Superconducting Phase Transition
In a metal which is potentially superconducting, at high temperatures its conduction electrons zip around pretty freely and energetically throughout the extent of the metal. It is so much like a gas of electrons that the very useful model is called the free electron model and at higher temperatures the electrons are referred to as a gas.
But it turns out that in some metals, (lead, tin, niobium, among others) there is a very weak attractive force between electrons. This is so week that at room temperature it is completely unnoticeable. Indeed, none of the gas electrons get "stuck" in the tiny "depressions" associated with such a weak force until the temperature is around one one-hundredth of normal room temperature, around 4 Kelvins for lead, whereas normal room temperature is about 290 Kelvins and liquid nitrogen is still 77 Kelvins.

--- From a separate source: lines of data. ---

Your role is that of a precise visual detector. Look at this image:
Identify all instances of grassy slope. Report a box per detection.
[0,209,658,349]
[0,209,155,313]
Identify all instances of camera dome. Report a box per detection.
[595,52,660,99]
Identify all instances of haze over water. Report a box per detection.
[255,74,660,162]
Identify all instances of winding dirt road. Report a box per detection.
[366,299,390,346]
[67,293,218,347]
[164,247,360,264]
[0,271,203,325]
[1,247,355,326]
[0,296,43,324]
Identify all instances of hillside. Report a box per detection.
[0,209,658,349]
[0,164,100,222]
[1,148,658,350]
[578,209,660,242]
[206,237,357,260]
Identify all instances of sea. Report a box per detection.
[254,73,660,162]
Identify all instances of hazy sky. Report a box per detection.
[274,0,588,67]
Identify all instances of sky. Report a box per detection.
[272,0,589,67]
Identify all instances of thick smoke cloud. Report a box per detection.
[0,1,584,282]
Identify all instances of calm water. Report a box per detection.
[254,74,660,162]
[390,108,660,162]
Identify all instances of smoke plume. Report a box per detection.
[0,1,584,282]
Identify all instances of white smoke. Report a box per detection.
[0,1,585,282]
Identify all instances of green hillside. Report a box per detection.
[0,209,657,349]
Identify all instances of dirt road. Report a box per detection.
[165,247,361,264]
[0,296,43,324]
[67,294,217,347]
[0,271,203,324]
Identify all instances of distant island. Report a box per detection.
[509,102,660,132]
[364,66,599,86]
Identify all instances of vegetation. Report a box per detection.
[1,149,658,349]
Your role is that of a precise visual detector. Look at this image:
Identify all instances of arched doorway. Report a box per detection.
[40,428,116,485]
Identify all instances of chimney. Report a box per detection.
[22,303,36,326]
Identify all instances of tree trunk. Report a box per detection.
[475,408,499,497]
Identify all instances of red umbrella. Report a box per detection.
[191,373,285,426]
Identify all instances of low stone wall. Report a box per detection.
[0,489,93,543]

The superconducting state is more like a liquid than a solid. So the electrons have some "correlation" with each other, which is broken when they are jostled out of their "depression" by thermal bumping from other electrons.
Now what this model tells you is a way to describe falling in to a more correlated state from a "gas" state, which applies to gases condensing to liquids, then solids, it also applies to gasses of electrons condensing into a superconducting fluid-like state. What it does NOT describe is WHY that state carries current with absolutely positively no voltage drop required. That is a different (and probably harder) post!